VM/Server Install(K3S)

Note that TensorFusion GPU pool runs on Kubernetes, thus you need to choose one or more servers to install Kubernetes master and add GPU servers as Kubernetes nodes to the cluster, it won't impact your existing VM/BareMetal environment and existing none containerized services.

Afterwards, you can migrate existing services to use Local or Remote GPU workers created by TensorFusion.

Prerequisites

At least one Linux VM or BareMetal with GPU card mounted.
Access to DockerHub

The installation would take 3-7 minutes to complete.

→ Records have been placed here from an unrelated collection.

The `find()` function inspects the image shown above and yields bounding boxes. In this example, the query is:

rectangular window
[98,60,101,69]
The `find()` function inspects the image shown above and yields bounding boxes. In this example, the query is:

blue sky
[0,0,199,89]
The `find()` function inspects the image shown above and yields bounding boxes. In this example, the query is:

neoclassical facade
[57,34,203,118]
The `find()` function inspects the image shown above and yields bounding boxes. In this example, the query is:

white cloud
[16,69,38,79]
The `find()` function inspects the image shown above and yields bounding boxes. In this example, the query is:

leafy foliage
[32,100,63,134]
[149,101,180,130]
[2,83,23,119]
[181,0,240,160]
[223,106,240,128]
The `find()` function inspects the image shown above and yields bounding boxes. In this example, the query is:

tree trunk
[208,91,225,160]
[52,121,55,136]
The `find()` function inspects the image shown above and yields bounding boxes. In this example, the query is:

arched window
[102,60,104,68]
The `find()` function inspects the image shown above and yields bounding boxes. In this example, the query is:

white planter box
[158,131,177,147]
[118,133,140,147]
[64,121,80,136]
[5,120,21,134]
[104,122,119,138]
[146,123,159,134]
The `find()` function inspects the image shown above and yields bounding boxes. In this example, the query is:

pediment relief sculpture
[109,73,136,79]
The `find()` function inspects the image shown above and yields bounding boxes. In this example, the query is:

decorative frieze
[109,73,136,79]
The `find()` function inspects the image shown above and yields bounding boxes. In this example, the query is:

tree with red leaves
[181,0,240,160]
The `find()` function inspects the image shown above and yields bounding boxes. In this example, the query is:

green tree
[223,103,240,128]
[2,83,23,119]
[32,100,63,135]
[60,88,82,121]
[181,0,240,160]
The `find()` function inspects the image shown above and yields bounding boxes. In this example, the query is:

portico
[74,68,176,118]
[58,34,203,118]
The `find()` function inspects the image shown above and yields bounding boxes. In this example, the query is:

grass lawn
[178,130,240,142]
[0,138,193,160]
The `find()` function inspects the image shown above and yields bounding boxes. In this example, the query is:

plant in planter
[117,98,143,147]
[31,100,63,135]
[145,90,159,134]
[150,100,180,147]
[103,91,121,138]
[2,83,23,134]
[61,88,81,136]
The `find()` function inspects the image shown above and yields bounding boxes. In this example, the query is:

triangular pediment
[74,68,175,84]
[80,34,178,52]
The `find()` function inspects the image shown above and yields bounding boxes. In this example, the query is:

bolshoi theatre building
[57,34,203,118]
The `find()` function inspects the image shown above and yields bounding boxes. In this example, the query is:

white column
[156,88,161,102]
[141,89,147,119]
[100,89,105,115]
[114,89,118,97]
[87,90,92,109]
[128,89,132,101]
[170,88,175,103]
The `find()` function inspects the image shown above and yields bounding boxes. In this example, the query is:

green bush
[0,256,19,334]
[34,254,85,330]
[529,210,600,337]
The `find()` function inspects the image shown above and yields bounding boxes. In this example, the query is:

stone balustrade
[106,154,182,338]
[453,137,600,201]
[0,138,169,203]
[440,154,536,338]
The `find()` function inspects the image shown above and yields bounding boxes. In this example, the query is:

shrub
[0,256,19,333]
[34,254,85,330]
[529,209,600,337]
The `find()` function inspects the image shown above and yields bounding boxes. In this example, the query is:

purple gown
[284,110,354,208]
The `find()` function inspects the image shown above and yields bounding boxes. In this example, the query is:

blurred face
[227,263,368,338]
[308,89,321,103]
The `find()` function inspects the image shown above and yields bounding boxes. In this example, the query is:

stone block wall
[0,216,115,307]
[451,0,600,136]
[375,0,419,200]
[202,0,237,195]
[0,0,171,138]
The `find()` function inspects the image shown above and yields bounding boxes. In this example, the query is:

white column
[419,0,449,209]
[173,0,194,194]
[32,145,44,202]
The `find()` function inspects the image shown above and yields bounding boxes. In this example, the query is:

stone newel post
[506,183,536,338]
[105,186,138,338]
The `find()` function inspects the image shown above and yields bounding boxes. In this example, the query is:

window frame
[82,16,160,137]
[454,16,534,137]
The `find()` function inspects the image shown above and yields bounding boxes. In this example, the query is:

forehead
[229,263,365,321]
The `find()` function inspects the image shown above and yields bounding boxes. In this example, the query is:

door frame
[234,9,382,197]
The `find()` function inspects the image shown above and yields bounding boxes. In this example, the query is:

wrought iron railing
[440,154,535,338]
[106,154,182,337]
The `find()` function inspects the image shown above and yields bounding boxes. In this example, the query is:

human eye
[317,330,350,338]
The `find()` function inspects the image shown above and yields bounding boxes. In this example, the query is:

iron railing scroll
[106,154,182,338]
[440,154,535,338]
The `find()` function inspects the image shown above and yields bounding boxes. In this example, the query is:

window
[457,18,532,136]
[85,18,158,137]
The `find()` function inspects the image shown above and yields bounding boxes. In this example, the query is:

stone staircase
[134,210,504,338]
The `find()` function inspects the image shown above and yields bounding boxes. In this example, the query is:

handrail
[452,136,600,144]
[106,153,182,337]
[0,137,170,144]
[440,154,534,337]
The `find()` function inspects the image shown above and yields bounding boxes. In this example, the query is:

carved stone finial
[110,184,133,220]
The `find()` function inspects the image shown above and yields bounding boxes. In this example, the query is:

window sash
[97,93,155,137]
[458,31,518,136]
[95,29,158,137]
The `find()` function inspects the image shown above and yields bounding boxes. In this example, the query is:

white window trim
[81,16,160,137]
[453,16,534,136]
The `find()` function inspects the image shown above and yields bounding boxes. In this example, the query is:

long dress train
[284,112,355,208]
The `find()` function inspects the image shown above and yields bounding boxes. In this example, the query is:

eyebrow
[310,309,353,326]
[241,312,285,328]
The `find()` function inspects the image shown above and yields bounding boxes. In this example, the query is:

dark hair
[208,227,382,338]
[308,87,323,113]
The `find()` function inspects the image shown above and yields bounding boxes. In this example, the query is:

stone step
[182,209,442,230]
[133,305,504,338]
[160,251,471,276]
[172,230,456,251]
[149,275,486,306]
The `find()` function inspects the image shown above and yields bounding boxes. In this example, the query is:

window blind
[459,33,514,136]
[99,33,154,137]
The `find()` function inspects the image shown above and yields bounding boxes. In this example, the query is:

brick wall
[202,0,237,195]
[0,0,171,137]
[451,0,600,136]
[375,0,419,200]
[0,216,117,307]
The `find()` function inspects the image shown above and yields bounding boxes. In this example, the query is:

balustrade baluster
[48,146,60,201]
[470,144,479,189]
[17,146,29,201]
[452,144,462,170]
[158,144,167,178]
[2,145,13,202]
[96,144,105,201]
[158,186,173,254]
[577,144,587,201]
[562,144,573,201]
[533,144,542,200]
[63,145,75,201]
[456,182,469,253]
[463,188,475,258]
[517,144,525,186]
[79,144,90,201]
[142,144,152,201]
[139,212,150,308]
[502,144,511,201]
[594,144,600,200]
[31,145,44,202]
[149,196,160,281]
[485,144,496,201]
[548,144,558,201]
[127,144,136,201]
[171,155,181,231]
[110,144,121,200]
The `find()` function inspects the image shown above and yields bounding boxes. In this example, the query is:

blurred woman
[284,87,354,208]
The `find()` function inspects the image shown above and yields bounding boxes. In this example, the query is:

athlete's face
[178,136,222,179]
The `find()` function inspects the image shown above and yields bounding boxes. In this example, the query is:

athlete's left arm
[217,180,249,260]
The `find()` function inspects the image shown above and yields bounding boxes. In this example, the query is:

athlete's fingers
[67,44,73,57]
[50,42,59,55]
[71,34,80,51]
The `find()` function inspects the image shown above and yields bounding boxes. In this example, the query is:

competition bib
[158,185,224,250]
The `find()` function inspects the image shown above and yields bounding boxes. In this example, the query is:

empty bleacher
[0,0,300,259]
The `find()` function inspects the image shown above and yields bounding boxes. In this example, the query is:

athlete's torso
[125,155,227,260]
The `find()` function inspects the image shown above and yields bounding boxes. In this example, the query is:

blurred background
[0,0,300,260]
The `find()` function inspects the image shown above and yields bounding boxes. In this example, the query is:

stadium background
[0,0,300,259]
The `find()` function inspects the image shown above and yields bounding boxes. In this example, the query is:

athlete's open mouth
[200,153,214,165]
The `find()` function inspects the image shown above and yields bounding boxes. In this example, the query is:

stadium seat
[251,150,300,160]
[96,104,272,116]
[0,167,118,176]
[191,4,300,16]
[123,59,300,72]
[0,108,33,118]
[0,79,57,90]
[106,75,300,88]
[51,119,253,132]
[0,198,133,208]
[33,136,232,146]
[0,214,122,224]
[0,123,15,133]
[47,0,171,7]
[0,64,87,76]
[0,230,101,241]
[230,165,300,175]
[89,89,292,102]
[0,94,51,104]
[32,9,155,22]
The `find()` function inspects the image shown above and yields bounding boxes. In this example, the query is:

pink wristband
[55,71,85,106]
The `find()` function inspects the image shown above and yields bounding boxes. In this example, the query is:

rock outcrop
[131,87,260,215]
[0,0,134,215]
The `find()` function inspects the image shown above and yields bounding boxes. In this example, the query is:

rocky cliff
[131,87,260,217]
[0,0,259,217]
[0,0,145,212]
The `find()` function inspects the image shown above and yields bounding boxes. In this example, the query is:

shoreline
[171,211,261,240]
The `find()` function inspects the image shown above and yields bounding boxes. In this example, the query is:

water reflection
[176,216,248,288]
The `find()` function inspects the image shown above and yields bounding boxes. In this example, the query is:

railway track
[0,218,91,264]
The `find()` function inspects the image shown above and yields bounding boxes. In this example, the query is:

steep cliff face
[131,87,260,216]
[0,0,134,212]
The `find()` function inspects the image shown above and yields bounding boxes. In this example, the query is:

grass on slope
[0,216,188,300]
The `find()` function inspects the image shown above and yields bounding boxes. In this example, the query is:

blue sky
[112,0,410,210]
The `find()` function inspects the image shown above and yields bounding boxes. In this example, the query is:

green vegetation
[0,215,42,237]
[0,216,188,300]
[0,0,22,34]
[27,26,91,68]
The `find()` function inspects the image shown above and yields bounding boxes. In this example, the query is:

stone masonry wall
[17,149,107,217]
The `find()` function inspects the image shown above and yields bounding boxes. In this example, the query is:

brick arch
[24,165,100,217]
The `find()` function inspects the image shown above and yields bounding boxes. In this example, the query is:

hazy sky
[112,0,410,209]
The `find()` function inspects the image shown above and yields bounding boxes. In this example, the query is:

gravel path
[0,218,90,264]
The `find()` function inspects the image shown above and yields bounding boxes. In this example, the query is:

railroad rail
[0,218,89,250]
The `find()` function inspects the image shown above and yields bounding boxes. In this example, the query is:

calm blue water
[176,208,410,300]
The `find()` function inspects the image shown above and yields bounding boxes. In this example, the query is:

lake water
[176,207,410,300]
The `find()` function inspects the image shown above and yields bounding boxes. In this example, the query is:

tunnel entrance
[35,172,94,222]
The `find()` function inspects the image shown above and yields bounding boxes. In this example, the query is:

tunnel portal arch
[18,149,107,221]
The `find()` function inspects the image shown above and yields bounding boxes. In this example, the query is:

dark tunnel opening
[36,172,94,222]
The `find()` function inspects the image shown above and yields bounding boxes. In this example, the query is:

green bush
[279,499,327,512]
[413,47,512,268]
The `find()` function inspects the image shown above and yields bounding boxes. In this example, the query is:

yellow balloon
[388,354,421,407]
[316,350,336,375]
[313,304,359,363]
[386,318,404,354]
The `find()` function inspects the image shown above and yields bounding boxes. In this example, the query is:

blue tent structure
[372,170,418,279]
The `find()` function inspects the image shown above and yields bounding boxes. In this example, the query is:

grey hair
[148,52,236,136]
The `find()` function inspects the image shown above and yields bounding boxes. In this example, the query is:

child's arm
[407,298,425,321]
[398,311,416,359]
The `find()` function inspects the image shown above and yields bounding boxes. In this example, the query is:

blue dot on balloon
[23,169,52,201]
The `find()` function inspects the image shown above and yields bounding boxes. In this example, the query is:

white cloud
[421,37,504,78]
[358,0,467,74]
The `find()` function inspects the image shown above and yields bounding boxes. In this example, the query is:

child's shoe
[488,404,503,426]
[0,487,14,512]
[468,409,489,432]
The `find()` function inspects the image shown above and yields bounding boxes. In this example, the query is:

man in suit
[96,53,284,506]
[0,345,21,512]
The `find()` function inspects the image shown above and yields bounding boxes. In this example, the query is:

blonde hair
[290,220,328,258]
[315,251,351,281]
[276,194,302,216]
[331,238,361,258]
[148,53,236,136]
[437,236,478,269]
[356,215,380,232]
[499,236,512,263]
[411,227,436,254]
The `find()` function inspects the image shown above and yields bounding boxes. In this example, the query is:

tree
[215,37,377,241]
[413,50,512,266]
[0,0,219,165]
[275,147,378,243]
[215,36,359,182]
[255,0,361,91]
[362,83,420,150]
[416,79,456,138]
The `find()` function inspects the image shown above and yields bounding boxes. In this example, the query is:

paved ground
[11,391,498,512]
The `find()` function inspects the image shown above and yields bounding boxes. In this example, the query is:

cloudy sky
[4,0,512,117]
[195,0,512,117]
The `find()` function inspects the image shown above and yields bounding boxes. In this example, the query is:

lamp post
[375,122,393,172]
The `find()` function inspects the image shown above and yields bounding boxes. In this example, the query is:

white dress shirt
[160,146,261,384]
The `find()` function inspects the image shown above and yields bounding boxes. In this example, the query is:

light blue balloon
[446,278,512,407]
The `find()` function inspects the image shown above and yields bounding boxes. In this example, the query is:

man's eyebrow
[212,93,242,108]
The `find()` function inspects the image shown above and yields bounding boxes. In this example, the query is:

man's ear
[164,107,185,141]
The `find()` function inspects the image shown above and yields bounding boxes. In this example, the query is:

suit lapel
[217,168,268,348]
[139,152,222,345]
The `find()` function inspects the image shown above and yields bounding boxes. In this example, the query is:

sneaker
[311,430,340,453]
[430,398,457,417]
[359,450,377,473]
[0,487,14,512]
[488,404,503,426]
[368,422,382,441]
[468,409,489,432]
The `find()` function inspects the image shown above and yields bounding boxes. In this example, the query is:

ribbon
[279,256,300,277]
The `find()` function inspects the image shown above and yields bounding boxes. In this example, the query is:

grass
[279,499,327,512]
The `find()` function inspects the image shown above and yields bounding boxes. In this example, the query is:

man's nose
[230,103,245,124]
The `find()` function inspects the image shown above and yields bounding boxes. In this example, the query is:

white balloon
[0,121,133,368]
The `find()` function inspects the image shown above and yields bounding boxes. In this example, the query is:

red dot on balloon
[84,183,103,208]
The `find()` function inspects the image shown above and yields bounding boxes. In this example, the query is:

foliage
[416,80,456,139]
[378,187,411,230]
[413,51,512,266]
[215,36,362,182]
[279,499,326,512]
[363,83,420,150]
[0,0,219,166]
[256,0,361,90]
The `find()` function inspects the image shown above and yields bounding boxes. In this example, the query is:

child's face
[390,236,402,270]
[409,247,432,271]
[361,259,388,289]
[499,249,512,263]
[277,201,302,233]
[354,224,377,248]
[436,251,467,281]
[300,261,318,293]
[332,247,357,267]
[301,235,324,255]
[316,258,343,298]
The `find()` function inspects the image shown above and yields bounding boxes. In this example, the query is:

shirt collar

Step 1. Install K3S Master

Choose one VM/BareMetal to install K3S to offer a simple Kubernetes environment. You can also use other ways to initialize a Kubernetes.

curl -sfL https://get.k3s.io | sh -s - server --tls-san $(curl -s https://ifconfig.me)

If your K3S master has GPU cards and want the GPU resources to be scheduled by TensorFusion, complete step 2 on this server first, and then run the following command

curl -sfL https://get.k3s.io | INSTALL_K3S_EXEC="--node-label nvidia.com/gpu.present=true \
  --node-label feature.node.kubernetes.io/cpu-model.vendor_id=NVIDIA \
  --node-label feature.node.kubernetes.io/pci-10de.present=true \
  --tls-san $(curl -s https://ifconfig.me)" \
  sh -s -

Then get the token to add more GPU nodes

cat /var/lib/rancher/k3s/server/node-token

Step 2. GPU Node Setup

Since TensorFusion system runs in containerized environment, you need configure NVIDIA Container Toolkit before install K3S Agent in GPU Nodes. Refer NVIDIA Container Toolkit for more details.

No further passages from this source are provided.